Founded in Shanghai, START Shanghai was established through joint investment by START (South Texas Accelerated Research Therapeutics), based in San Antonio, Texas, USA, and Cenova Capital.  Since its founding, START (South Texas Accelerated Research Therapeutics) has become the world's largest and most professional independent Phase I clinical research center for anti-cancer drugs. Globally, START operates six clinical research centers, with START Shanghai being the third.

Start Shanghai is introducing the mature management system of START's early-phase clinical research for anti-cancer drugs from the US, drawing on its extensive practical experience. The company aims to build a world-class, high-level clinical research platform and research team, accelerating the development process of anti-cancer drugs in China.

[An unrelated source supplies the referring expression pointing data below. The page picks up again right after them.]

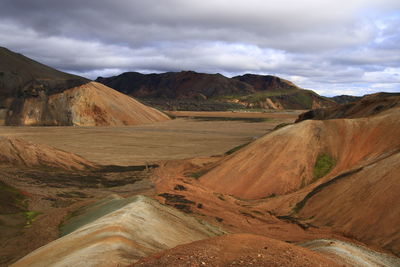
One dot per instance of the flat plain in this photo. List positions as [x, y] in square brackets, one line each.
[191, 134]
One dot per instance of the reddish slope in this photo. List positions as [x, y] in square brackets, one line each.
[364, 205]
[237, 250]
[283, 161]
[369, 105]
[91, 104]
[17, 152]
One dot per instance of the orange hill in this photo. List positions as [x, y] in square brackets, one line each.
[284, 160]
[34, 94]
[18, 152]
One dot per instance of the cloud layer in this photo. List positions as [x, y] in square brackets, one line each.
[334, 47]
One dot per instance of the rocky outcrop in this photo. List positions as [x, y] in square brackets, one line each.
[188, 90]
[141, 227]
[91, 104]
[367, 106]
[17, 152]
[34, 94]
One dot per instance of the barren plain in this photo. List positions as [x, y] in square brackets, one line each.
[192, 134]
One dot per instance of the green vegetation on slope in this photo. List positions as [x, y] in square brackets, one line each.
[323, 165]
[14, 207]
[30, 217]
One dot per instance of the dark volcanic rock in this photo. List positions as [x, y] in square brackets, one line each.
[367, 106]
[176, 85]
[22, 77]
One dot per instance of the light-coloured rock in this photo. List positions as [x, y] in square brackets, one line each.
[139, 228]
[91, 104]
[18, 152]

The START research team includes its own operations management, general management, and quality assurance teams, as well as the researchers, nurses, and pharmacists from the research center. The core team members have undergone professional training by START in the US.  Currently, START Shanghai has established embedded partnerships with multiple centers, including Shanghai East Hospital, Shandong Cancer Prevention and Treatment Institute, and the First Affiliated Hospital of Nanchang University. It provides on-site clinical trial management services to large multinational and domestic pharmaceutical companies, as well as small and medium-sized innovative biotechnology companies.

About Medicilon

Since the founding of our company in 2004, Medicilon (Stock Code: 688202.SH) has grown into one of the professional drug discovery contract research organizations (CRO) in China.  Over the years, Medicilon keeps improving their services in biotechnology and pharmaceutical research.  Their services now span across medicinal chemistry, process chemistry, in vitro and in vivo DMPK, preclinical development and bioanalytical support.  By the end of June 2024, Medicilon has provided new drug R&D services to more than 2,000 clients around the world, and participated in the R&D of 490 new drug projects that have been approved for clinical trials.  Medicilon is proud to contribute to human health in the globe.